April 5, 2024 | Hay Eytan Cohen Yanarocak
About the author: Dr. Hay Eytan Cohen Yanarocak is the Turkey analyst at Jerusalem Institute for Strategy and Security and the Moshe Dayan Center for Middle Eastern and African Studies at Tel Aviv University. He is the editor of Turkeyscope: Insights on Turkish Affairs.

Let’s now turn from Iran to the Middle East’s other large non-Arab country, Turkey, which held nationwide municipal elections on Sunday. As in the U.S., local elections can be a barometer of the national mood, and it’s worth recalling that the current president, Recep Tayyip Erdogan, put himself on the political map by serving as mayor of Istanbul. The Sunday vote resulted in a “historic” loss for Erdogan’s Justice and Development party (AKP), writes Hay Eytan Cohen Yanarocak:

With 37.4 percent of the vote, Turkey’s founding party, the Republican People’s Party (CHP) won a nationwide election for the first time in 47 years. With this historic achievement the party of Turkish secularism not only smashed its 25-percent glass ceiling but at the same time secured its domination of the country’s major cities—the capital Ankara, Istanbul, and Izmir. Moreover, for the first time ever the CHP even managed to penetrate the conservative central Anatolia region and gained control of conservative strongholds such as Kırşehir and Kırıkkale.

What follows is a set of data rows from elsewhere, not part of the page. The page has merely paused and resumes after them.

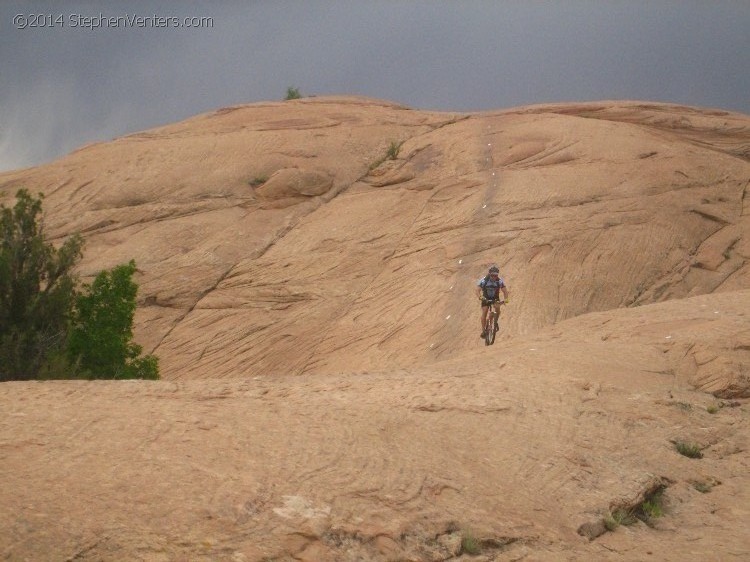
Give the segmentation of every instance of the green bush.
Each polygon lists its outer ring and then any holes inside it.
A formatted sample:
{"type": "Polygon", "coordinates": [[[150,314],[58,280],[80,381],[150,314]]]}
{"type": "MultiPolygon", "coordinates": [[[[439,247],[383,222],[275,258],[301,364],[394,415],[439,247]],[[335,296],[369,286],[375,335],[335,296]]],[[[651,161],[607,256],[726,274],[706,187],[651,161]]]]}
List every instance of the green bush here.
{"type": "Polygon", "coordinates": [[[263,185],[268,181],[268,176],[261,175],[261,176],[255,176],[253,179],[251,179],[248,183],[251,187],[258,187],[263,185]]]}
{"type": "Polygon", "coordinates": [[[471,531],[464,531],[464,534],[461,537],[461,552],[471,554],[472,556],[482,552],[482,547],[479,544],[479,541],[471,531]]]}
{"type": "Polygon", "coordinates": [[[386,160],[395,160],[396,158],[398,158],[398,153],[401,151],[402,144],[404,144],[403,141],[391,141],[391,144],[388,145],[388,150],[385,153],[386,160]]]}
{"type": "Polygon", "coordinates": [[[285,100],[298,100],[302,97],[302,94],[299,93],[299,88],[295,88],[293,86],[289,86],[286,89],[286,97],[285,100]]]}
{"type": "Polygon", "coordinates": [[[142,348],[131,341],[138,293],[132,280],[135,269],[131,260],[102,271],[76,298],[68,357],[79,361],[92,378],[158,378],[156,358],[139,358],[142,348]]]}
{"type": "Polygon", "coordinates": [[[45,241],[42,196],[21,189],[0,205],[0,381],[158,378],[155,357],[131,343],[135,263],[102,272],[77,290],[83,239],[45,241]]]}
{"type": "Polygon", "coordinates": [[[648,519],[654,519],[664,515],[664,509],[661,502],[656,500],[647,500],[641,504],[641,510],[645,517],[648,519]]]}
{"type": "Polygon", "coordinates": [[[680,453],[683,457],[688,457],[690,459],[702,459],[703,453],[701,452],[700,445],[696,443],[687,443],[685,441],[676,441],[674,444],[675,449],[677,449],[677,452],[680,453]]]}
{"type": "Polygon", "coordinates": [[[648,526],[652,526],[654,519],[662,517],[664,515],[664,491],[665,486],[659,486],[652,492],[643,498],[643,501],[636,507],[634,515],[646,523],[648,526]]]}
{"type": "Polygon", "coordinates": [[[372,164],[370,164],[370,171],[374,170],[378,166],[380,166],[383,162],[386,160],[395,160],[398,158],[398,153],[401,151],[401,145],[404,144],[404,141],[398,142],[398,141],[391,141],[391,144],[388,145],[388,148],[385,151],[385,154],[375,160],[372,164]]]}
{"type": "Polygon", "coordinates": [[[604,527],[608,531],[614,531],[620,525],[633,525],[636,521],[637,519],[629,510],[620,508],[604,517],[604,527]]]}

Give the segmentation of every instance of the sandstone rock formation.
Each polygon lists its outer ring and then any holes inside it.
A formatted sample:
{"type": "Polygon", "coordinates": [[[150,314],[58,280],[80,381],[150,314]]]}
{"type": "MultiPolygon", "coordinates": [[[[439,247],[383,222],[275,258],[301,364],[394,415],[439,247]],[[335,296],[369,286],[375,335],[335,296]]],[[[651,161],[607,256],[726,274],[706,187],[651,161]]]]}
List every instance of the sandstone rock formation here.
{"type": "Polygon", "coordinates": [[[0,552],[746,559],[748,184],[744,115],[343,97],[0,174],[85,235],[82,276],[136,259],[164,378],[0,387],[0,552]]]}

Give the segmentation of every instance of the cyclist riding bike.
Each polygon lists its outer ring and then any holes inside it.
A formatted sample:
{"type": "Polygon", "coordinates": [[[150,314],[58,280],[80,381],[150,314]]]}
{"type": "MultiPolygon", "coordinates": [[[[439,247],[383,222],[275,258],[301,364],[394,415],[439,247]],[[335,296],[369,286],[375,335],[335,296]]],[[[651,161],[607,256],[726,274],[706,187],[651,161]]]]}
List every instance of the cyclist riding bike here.
{"type": "Polygon", "coordinates": [[[500,317],[500,305],[508,302],[508,287],[505,285],[502,277],[500,277],[500,270],[496,265],[490,267],[485,277],[482,277],[477,281],[477,297],[482,302],[482,335],[486,335],[484,331],[485,322],[487,322],[487,313],[490,310],[490,306],[495,307],[495,331],[499,330],[500,327],[497,323],[497,318],[500,317]],[[503,293],[503,299],[500,300],[500,292],[503,293]]]}

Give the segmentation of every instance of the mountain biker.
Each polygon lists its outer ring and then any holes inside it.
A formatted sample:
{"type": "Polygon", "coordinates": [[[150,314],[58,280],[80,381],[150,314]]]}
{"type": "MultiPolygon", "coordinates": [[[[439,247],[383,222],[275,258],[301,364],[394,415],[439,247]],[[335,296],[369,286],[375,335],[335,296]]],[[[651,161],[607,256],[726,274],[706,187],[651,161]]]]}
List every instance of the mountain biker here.
{"type": "Polygon", "coordinates": [[[484,337],[484,324],[487,322],[487,313],[490,310],[490,305],[495,307],[495,331],[499,329],[497,319],[500,317],[500,304],[508,302],[508,287],[505,285],[502,277],[500,277],[500,270],[496,265],[490,267],[487,275],[477,281],[477,297],[482,301],[482,335],[484,337]],[[500,291],[503,293],[503,300],[500,300],[500,291]]]}

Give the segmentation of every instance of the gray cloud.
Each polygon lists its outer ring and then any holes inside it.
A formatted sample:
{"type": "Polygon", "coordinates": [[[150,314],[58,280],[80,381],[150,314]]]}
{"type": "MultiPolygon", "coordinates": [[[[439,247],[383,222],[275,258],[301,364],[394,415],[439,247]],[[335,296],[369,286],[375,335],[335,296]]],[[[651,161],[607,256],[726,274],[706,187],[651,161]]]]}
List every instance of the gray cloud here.
{"type": "Polygon", "coordinates": [[[353,93],[481,110],[647,99],[750,112],[750,3],[5,2],[0,169],[225,105],[353,93]],[[16,29],[15,14],[206,16],[204,29],[16,29]]]}

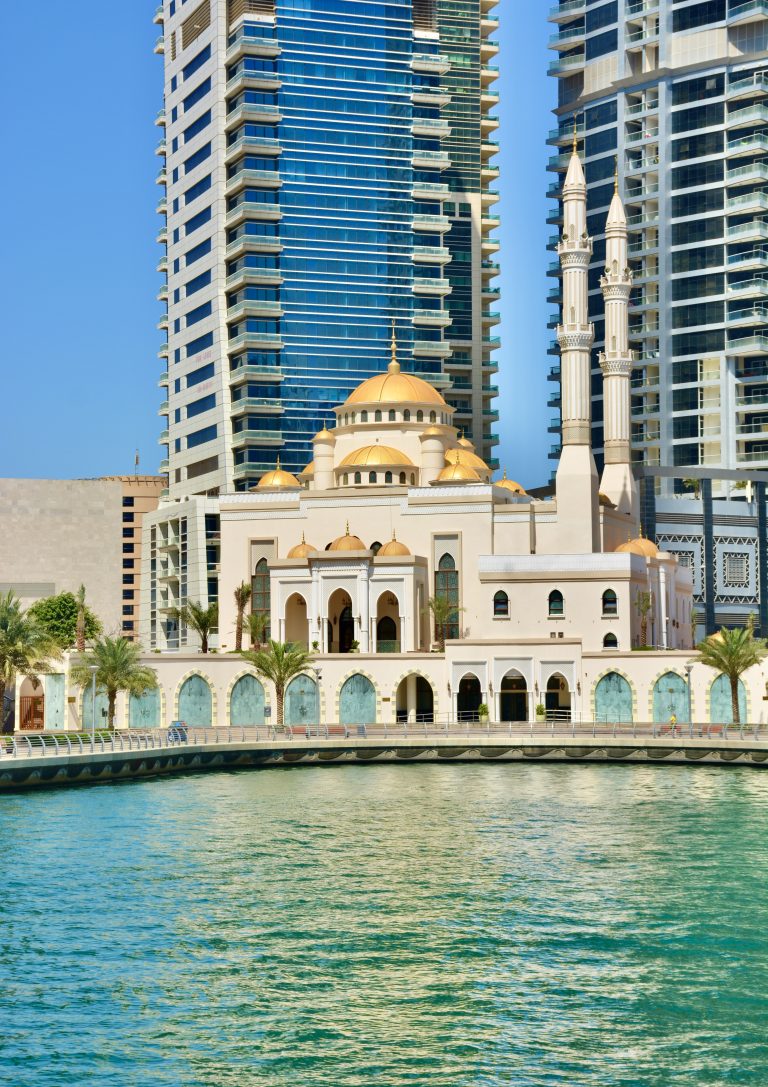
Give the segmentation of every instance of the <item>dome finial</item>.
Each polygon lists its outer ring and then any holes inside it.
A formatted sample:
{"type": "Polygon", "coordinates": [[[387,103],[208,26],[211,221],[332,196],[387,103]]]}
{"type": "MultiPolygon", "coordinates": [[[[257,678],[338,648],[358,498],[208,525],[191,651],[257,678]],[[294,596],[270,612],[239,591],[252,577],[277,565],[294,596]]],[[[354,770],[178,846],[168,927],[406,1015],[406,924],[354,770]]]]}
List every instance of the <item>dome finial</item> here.
{"type": "Polygon", "coordinates": [[[347,529],[346,529],[346,533],[345,533],[345,534],[346,534],[347,536],[349,536],[349,521],[347,521],[347,529]]]}
{"type": "Polygon", "coordinates": [[[573,153],[574,153],[574,155],[578,153],[578,150],[579,150],[579,137],[578,137],[578,132],[577,132],[576,114],[574,113],[574,115],[573,115],[573,153]]]}
{"type": "Polygon", "coordinates": [[[504,475],[503,475],[503,476],[502,476],[501,478],[502,478],[502,479],[506,479],[506,478],[507,478],[507,469],[506,469],[506,468],[504,469],[504,475]]]}
{"type": "Polygon", "coordinates": [[[275,464],[275,467],[276,467],[277,471],[279,472],[280,471],[280,454],[279,453],[277,454],[277,462],[275,464]]]}
{"type": "Polygon", "coordinates": [[[400,373],[400,363],[397,361],[397,336],[395,335],[395,319],[392,318],[392,344],[391,344],[391,358],[387,370],[390,374],[400,373]]]}
{"type": "Polygon", "coordinates": [[[614,170],[613,170],[613,191],[618,193],[619,191],[619,156],[616,155],[614,170]]]}

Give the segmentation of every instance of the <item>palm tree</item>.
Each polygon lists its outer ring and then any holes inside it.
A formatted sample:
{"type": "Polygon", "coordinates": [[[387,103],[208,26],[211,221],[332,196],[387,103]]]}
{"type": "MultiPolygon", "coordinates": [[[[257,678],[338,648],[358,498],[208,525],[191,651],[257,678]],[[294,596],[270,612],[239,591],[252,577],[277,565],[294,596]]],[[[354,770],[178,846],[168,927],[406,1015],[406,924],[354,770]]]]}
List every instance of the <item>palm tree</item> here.
{"type": "Polygon", "coordinates": [[[445,639],[448,630],[459,617],[459,612],[464,611],[458,604],[452,604],[445,596],[430,596],[425,611],[432,613],[435,623],[435,641],[441,653],[445,653],[445,639]]]}
{"type": "Polygon", "coordinates": [[[37,686],[38,674],[47,672],[60,657],[61,646],[22,608],[18,597],[10,590],[0,596],[0,731],[5,731],[8,717],[5,693],[16,676],[23,675],[37,686]]]}
{"type": "Polygon", "coordinates": [[[75,648],[78,653],[85,653],[85,585],[81,585],[75,594],[77,601],[77,625],[75,626],[75,648]]]}
{"type": "Polygon", "coordinates": [[[142,695],[157,687],[154,668],[141,663],[141,646],[127,638],[99,638],[91,652],[72,669],[72,680],[86,688],[92,682],[91,666],[96,667],[96,687],[106,692],[110,728],[115,727],[115,702],[120,691],[142,695]]]}
{"type": "Polygon", "coordinates": [[[208,639],[213,631],[218,629],[219,625],[218,604],[209,604],[207,608],[204,608],[202,604],[198,604],[194,600],[188,600],[180,608],[172,608],[169,615],[177,622],[192,627],[200,638],[201,652],[208,652],[208,639]]]}
{"type": "Polygon", "coordinates": [[[248,634],[251,639],[251,648],[258,645],[261,647],[267,637],[267,631],[269,630],[269,616],[265,615],[263,611],[253,611],[248,616],[248,634]]]}
{"type": "Polygon", "coordinates": [[[713,634],[700,642],[697,649],[702,664],[715,668],[721,675],[728,677],[733,723],[740,724],[739,679],[748,668],[759,664],[768,654],[768,644],[762,638],[755,637],[753,617],[750,615],[746,627],[736,627],[734,630],[723,627],[719,634],[713,634]]]}
{"type": "Polygon", "coordinates": [[[247,581],[242,581],[235,589],[235,607],[237,608],[237,622],[235,623],[235,653],[240,653],[243,648],[243,620],[248,601],[251,599],[251,586],[247,581]]]}
{"type": "Polygon", "coordinates": [[[653,611],[653,597],[649,592],[638,592],[635,607],[640,616],[640,645],[648,645],[648,618],[653,611]]]}
{"type": "Polygon", "coordinates": [[[270,680],[275,686],[277,708],[276,727],[283,727],[285,688],[294,676],[306,672],[312,666],[312,654],[295,642],[275,642],[270,639],[266,649],[243,653],[258,675],[270,680]]]}

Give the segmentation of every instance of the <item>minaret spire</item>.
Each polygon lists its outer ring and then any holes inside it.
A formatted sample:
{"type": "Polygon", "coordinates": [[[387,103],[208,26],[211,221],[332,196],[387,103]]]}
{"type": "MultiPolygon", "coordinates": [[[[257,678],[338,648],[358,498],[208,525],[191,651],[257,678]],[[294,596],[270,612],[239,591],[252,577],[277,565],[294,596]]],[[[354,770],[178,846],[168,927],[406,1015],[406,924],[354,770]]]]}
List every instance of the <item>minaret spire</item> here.
{"type": "Polygon", "coordinates": [[[605,299],[603,372],[605,468],[601,491],[622,513],[637,516],[637,488],[630,454],[630,376],[634,352],[629,349],[629,295],[632,272],[627,259],[627,217],[616,188],[605,226],[605,274],[600,280],[605,299]]]}
{"type": "MultiPolygon", "coordinates": [[[[574,137],[576,135],[574,118],[574,137]]],[[[595,332],[587,305],[592,239],[587,234],[587,183],[574,150],[563,185],[563,237],[557,247],[563,273],[560,389],[563,449],[557,469],[557,516],[563,550],[599,550],[597,470],[592,456],[591,348],[595,332]]]]}

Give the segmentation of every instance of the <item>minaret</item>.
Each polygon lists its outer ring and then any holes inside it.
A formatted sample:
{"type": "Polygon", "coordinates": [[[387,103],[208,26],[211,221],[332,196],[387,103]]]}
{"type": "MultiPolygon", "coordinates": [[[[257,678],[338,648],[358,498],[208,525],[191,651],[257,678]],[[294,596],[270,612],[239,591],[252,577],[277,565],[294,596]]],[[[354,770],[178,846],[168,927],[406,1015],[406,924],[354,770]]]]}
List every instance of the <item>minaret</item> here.
{"type": "Polygon", "coordinates": [[[576,150],[563,186],[563,238],[557,247],[563,270],[560,395],[563,450],[557,469],[557,520],[561,549],[599,551],[597,469],[592,456],[590,351],[595,330],[587,306],[587,269],[592,239],[587,236],[587,183],[576,150]]]}
{"type": "Polygon", "coordinates": [[[632,272],[627,264],[627,217],[619,196],[618,177],[605,227],[605,299],[603,371],[605,468],[600,490],[621,512],[637,518],[637,488],[630,456],[630,391],[634,352],[629,349],[629,293],[632,272]]]}

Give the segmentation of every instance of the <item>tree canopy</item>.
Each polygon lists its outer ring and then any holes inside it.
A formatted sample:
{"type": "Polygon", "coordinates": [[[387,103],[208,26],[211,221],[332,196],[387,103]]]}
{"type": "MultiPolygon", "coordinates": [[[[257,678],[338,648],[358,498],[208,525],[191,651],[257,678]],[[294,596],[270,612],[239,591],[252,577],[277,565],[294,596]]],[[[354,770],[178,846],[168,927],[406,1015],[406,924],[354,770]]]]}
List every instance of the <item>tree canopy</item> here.
{"type": "MultiPolygon", "coordinates": [[[[59,593],[58,596],[46,596],[38,600],[27,614],[35,619],[62,649],[71,649],[77,641],[79,608],[80,605],[74,593],[59,593]]],[[[102,625],[98,616],[85,605],[86,641],[98,638],[101,631],[102,625]]]]}

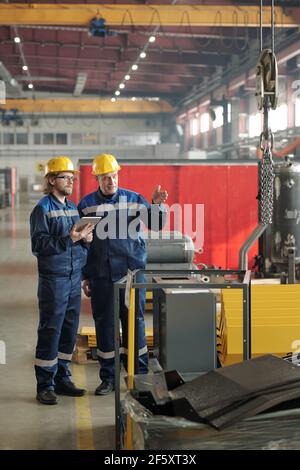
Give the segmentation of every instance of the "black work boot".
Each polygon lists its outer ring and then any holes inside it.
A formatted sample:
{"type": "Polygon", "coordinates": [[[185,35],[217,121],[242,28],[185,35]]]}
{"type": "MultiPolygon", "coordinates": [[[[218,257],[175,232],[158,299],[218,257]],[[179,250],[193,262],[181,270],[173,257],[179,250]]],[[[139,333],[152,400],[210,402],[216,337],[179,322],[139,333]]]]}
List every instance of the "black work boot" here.
{"type": "Polygon", "coordinates": [[[56,405],[57,404],[57,396],[55,395],[53,390],[45,389],[40,390],[36,394],[36,399],[42,403],[43,405],[56,405]]]}
{"type": "Polygon", "coordinates": [[[55,393],[58,395],[67,395],[69,397],[82,397],[86,394],[86,390],[84,388],[76,387],[73,382],[57,382],[55,384],[55,393]]]}
{"type": "Polygon", "coordinates": [[[113,392],[115,386],[112,382],[108,380],[103,380],[101,384],[96,388],[95,395],[108,395],[109,393],[113,392]]]}

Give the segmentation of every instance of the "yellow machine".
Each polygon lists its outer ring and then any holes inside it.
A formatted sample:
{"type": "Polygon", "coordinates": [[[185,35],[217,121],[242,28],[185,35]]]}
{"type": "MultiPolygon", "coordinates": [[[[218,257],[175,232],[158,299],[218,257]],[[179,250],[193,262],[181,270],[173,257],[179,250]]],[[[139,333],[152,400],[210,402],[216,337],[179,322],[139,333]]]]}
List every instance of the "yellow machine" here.
{"type": "MultiPolygon", "coordinates": [[[[227,326],[227,358],[230,364],[242,358],[242,293],[223,290],[221,308],[227,326]]],[[[252,355],[283,356],[300,346],[300,285],[270,284],[251,287],[252,355]]]]}

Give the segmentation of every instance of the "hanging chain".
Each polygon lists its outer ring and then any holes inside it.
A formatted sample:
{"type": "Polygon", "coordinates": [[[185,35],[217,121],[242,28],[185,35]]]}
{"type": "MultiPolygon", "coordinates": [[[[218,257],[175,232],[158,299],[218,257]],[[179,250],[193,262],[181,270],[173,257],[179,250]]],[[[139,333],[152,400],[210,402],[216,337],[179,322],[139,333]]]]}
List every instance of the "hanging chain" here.
{"type": "Polygon", "coordinates": [[[260,208],[259,217],[262,225],[269,225],[273,220],[274,165],[272,149],[274,136],[269,128],[269,110],[276,109],[278,98],[278,73],[274,53],[274,0],[272,0],[272,49],[263,50],[263,4],[260,0],[260,58],[256,67],[256,97],[258,109],[263,109],[263,132],[260,135],[260,148],[263,152],[260,171],[260,208]]]}
{"type": "Polygon", "coordinates": [[[267,149],[260,165],[260,223],[268,225],[273,220],[274,165],[271,149],[267,149]]]}

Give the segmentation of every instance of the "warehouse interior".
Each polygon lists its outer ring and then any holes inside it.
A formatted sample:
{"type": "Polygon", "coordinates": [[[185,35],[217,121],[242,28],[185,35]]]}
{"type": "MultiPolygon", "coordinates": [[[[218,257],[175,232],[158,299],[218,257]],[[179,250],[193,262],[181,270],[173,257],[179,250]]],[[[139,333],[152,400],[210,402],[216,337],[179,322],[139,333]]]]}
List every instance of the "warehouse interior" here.
{"type": "Polygon", "coordinates": [[[1,1],[0,450],[299,449],[299,220],[298,0],[1,1]],[[95,395],[82,293],[87,393],[43,406],[30,214],[50,159],[79,172],[77,206],[99,154],[121,188],[168,193],[145,232],[149,374],[129,339],[128,379],[116,358],[115,393],[95,395]]]}

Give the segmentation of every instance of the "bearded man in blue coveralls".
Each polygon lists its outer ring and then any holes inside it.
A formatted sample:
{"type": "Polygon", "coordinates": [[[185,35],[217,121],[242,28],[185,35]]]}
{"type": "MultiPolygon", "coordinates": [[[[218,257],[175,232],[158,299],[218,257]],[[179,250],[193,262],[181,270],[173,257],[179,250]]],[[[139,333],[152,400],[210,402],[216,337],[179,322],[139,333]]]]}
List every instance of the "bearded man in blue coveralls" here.
{"type": "MultiPolygon", "coordinates": [[[[124,277],[128,269],[145,269],[146,248],[140,230],[142,221],[151,230],[161,230],[166,210],[161,205],[167,200],[167,191],[158,186],[152,194],[152,204],[141,195],[118,187],[120,166],[113,155],[101,154],[93,161],[93,175],[99,189],[85,196],[79,203],[80,216],[102,216],[96,227],[93,242],[83,270],[83,290],[91,297],[96,326],[97,354],[100,363],[100,385],[96,395],[107,395],[114,390],[114,282],[124,277]],[[141,215],[143,213],[143,216],[141,215]],[[137,217],[136,214],[139,214],[137,217]],[[132,226],[134,229],[131,229],[132,226]]],[[[142,282],[144,276],[137,279],[142,282]]],[[[139,290],[138,373],[148,372],[148,351],[145,336],[145,289],[139,290]]],[[[126,367],[128,310],[125,292],[120,291],[120,319],[122,324],[121,353],[126,367]]]]}
{"type": "Polygon", "coordinates": [[[30,215],[32,252],[37,257],[40,322],[35,357],[36,398],[57,403],[56,394],[82,396],[71,381],[69,364],[78,329],[82,268],[93,226],[77,230],[77,207],[72,194],[75,173],[68,157],[49,160],[44,194],[30,215]]]}

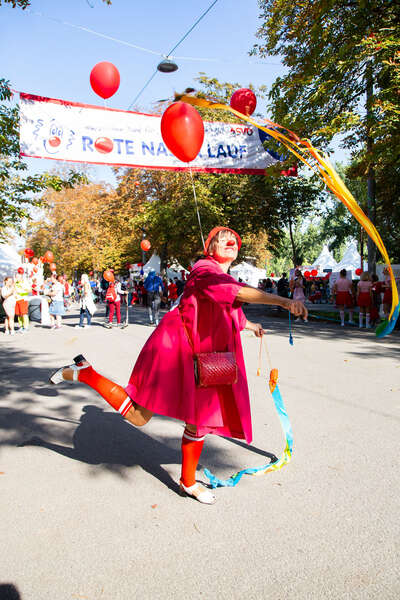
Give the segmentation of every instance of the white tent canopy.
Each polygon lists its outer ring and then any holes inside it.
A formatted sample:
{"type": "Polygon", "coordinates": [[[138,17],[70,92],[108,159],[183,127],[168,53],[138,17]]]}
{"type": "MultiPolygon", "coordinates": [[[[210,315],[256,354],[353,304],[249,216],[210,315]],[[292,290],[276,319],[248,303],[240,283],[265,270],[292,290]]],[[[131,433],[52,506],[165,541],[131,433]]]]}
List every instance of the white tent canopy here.
{"type": "Polygon", "coordinates": [[[241,262],[230,270],[232,277],[241,279],[244,283],[248,283],[253,287],[258,286],[260,279],[266,279],[265,270],[253,267],[246,262],[241,262]]]}
{"type": "MultiPolygon", "coordinates": [[[[346,271],[355,271],[356,269],[361,268],[361,256],[357,250],[357,243],[355,241],[350,242],[348,245],[342,260],[336,266],[336,271],[341,271],[342,269],[346,269],[346,271]]],[[[368,263],[364,261],[363,264],[364,271],[368,269],[368,263]]]]}
{"type": "MultiPolygon", "coordinates": [[[[167,268],[168,279],[174,279],[174,277],[177,277],[178,279],[182,279],[181,271],[185,271],[185,273],[189,273],[189,271],[184,269],[179,263],[174,262],[171,266],[173,266],[174,268],[173,269],[167,268]]],[[[147,263],[144,265],[143,273],[144,273],[144,275],[148,275],[151,270],[155,271],[156,273],[160,273],[160,267],[161,267],[160,257],[157,254],[153,254],[150,257],[150,259],[147,261],[147,263]]],[[[131,269],[132,274],[134,276],[139,275],[141,268],[142,267],[139,267],[137,264],[133,265],[133,268],[131,269]]]]}
{"type": "Polygon", "coordinates": [[[21,257],[15,248],[9,244],[0,244],[0,280],[13,277],[21,266],[21,257]]]}
{"type": "Polygon", "coordinates": [[[332,271],[337,271],[337,262],[333,258],[333,254],[329,251],[328,246],[324,246],[322,248],[321,254],[311,265],[312,269],[317,269],[319,273],[322,273],[324,269],[332,269],[332,271]]]}

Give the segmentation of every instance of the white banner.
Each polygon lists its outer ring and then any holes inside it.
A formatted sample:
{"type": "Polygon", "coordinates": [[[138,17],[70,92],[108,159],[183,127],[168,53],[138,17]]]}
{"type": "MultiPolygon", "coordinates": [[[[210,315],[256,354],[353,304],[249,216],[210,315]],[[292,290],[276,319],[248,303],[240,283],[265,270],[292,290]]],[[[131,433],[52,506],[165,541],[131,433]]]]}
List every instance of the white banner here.
{"type": "MultiPolygon", "coordinates": [[[[146,169],[186,170],[165,146],[161,117],[20,94],[21,156],[146,169]]],[[[263,174],[279,160],[251,125],[204,122],[194,171],[263,174]]]]}

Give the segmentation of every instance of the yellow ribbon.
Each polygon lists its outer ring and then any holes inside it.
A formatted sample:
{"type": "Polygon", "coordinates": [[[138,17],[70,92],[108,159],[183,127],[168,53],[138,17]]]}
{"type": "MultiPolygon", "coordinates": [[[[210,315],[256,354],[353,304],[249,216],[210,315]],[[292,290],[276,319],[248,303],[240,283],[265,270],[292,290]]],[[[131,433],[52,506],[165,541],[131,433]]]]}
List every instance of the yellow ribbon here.
{"type": "Polygon", "coordinates": [[[194,106],[200,106],[202,108],[228,110],[239,119],[247,121],[251,125],[254,125],[258,129],[261,129],[262,131],[270,135],[272,138],[283,144],[292,154],[294,154],[299,160],[301,160],[305,165],[307,165],[307,167],[309,167],[314,173],[320,176],[320,178],[324,181],[326,186],[331,190],[333,194],[335,194],[335,196],[341,202],[343,202],[343,204],[349,209],[351,214],[360,223],[361,227],[365,229],[369,237],[375,242],[385,261],[392,284],[392,307],[389,315],[390,321],[396,307],[398,307],[399,295],[387,250],[375,225],[369,220],[367,215],[358,205],[350,190],[346,187],[345,183],[342,181],[338,173],[333,168],[327,155],[319,152],[316,148],[314,148],[310,140],[300,139],[295,133],[293,133],[289,129],[286,129],[281,125],[273,123],[268,119],[266,119],[266,122],[270,124],[271,127],[265,127],[263,125],[260,125],[251,117],[238,112],[237,110],[235,110],[231,106],[228,106],[227,104],[214,102],[212,100],[206,100],[205,98],[196,98],[194,96],[188,96],[186,94],[180,96],[179,100],[181,100],[182,102],[187,102],[188,104],[192,104],[194,106]],[[285,132],[287,132],[287,135],[281,133],[280,131],[277,131],[276,128],[284,130],[285,132]]]}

One of the most important consequences of these elections was the rise of the Istanbul mayor Ekrem İmamoğlu as the ultimate opposition figure to challenge the AKP in the May 2028 general elections. The young İmamoğlu (fifty-two) managed to defeat Erdoğan’s candidates both in the 2019 and 2024 elections. In other words, he proved to the opposition that Erdoğan is not invincible.

In conclusion, the 2024 local elections indicate that the AKP’s hegemonic role in Turkish politics may be drawing to an end.

Yanarocak observes that in addition to the success of the secular parties, AKP also lost votes to rival Islamist parties, which lambasted Erdogan for doing nothing to end trade with Israel. Nonetheless, the results could be good news for relations between Jerusalem and Ankara, which Erdogan has done much to undermine.